Tuesday, November 26, 2013

O.J. REMEMBERED

What's forgotten is not forgotten.


Oh, that face, blank eyes, that embarrassed, face-aching smile.

I'm picturing:   
Johnnie Cochran -- confident, smooth -- oh, I respected him, but disliked him -- seriously disliked him when he played what commentators called the "race card." And Johnnie Cochran's race card is now, part of our culture, used again and again.

The fashionably dressed Marcia Clark -- she made her appearance every day in a different outfit, distracting us. Why oh why was she was in charge of the prosecution? I didn't feel she was strong or tough, or sufficiently experienced. I can't help blaming her for that "not guilty" verdict.

Kato -- we sneered at him as a sponger who was hoping his friendship with O.J. would pay off. Yes indeed -- it did pay off -- Kato Kaelin became a name and has had a career, sort of, based on what he is.

I liked Mark Fuhrman. The evidence he dug up and presented was so important -- what an awful time he had because he said he never used that no-no-word. Convicted of perjury, the validity of his findings was diminished -- the evidence was dismissed, because he'd used the no-no-word. Was that the beginning of the woeful things that happen to anyone who says nigger?

What happened to Alan Dershowiz, Barry Scheck, Robert Shapiro, the Goldman family? Is Judge Ito still a judge? What's Denise Brown doing now, and O.J.'s pal, lawyer Kardashian,  whose family has ballooned into celebrities that plague us every day  with their nonsense?

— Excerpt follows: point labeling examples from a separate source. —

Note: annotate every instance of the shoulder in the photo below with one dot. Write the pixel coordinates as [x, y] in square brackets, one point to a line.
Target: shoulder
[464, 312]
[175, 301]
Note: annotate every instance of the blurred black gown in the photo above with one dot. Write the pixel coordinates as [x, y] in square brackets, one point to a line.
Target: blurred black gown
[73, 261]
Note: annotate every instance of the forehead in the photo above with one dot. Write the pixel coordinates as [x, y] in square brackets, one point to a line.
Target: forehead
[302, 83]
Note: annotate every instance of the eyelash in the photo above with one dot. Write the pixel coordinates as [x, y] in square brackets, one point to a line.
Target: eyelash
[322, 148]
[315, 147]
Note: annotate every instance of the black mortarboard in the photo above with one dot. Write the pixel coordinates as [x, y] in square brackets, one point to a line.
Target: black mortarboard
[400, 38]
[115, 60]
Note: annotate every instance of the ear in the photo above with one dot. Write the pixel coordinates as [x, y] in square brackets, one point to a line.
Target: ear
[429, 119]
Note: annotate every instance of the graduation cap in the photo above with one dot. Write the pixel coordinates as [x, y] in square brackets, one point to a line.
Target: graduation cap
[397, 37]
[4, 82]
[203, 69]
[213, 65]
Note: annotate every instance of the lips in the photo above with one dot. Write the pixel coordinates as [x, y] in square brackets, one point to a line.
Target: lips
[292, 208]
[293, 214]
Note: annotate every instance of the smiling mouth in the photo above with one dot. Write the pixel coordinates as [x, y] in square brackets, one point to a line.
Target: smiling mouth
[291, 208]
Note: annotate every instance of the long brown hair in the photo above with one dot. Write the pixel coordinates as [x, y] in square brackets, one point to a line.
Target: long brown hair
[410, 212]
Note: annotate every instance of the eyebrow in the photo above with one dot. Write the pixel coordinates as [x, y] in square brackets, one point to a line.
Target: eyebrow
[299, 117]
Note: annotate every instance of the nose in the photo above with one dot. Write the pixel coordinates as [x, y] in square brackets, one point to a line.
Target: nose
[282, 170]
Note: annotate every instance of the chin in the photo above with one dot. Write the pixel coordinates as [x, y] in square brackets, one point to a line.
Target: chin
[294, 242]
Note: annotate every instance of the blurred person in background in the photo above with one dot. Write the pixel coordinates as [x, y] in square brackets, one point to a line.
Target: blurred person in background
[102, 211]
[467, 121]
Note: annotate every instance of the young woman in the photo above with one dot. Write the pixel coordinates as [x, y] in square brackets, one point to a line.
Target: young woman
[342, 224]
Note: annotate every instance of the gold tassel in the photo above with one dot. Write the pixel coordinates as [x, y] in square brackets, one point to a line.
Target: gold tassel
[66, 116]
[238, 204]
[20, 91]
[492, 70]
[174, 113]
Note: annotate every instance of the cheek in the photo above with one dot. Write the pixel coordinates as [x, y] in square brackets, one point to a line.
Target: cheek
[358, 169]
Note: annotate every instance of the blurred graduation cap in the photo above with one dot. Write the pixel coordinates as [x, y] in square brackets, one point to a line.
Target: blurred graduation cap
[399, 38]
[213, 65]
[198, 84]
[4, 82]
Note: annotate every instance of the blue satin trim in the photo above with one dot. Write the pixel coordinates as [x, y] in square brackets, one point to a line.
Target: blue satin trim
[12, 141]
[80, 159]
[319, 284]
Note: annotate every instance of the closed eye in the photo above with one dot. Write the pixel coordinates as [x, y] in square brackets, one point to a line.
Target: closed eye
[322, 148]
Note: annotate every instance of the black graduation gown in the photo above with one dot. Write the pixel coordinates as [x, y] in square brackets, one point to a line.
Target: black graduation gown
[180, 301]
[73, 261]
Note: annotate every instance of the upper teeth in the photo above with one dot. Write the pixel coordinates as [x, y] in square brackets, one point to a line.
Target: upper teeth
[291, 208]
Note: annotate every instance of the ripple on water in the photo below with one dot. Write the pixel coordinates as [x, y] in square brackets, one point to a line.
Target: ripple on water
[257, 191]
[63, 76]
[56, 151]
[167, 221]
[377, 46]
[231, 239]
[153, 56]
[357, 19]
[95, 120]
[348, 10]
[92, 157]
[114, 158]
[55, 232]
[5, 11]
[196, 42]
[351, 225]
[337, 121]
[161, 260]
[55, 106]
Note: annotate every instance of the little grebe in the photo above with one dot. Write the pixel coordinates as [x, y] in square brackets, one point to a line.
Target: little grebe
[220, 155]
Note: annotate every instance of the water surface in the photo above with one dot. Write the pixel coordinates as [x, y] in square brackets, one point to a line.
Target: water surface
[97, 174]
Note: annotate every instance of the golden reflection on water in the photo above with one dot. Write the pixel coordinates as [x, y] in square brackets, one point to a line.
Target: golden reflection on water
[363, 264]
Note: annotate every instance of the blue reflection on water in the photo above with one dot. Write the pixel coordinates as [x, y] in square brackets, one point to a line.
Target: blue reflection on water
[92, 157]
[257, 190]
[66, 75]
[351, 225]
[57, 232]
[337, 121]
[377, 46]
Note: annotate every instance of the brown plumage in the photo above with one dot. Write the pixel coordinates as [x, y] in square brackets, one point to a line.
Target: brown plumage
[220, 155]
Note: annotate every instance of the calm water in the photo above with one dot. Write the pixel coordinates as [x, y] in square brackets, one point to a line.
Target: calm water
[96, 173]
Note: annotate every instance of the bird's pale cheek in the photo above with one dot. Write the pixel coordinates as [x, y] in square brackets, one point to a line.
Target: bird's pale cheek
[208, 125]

O.J. -- all those scenes, the players, those faces expressing their attitudes -- when was it-- almost 20 years ago, and yet it's still so vivid in my mind.

Seeing that monster today in his prison uniform, that fat-face, that face-aching grin -- he's not the hero, not the self-loving, utterly confident guy he used to be. He's National Enquirer news -- caught stealing cookies as he left the prison cafeteria -- a prison guard digging into his shirt -- prison guard throwing O.J.'s stolen oatmeal cookies on the prison floor.

I'm celebrating -- wowy, yay, hurray -- a slob's greed displayed to the world --  the disgraced foolish, self-centered murdering monster O.J. -- yay -- stuck in prison for at least another four more years.

I still see and am still morally disgusted at how O.J. looked as he heard "not guilty." And the other players in the Trial of teh Century, -- where are they, what happened to them? I looked it up -- it's fascinating to note how much tragedy has befallen the "dream team."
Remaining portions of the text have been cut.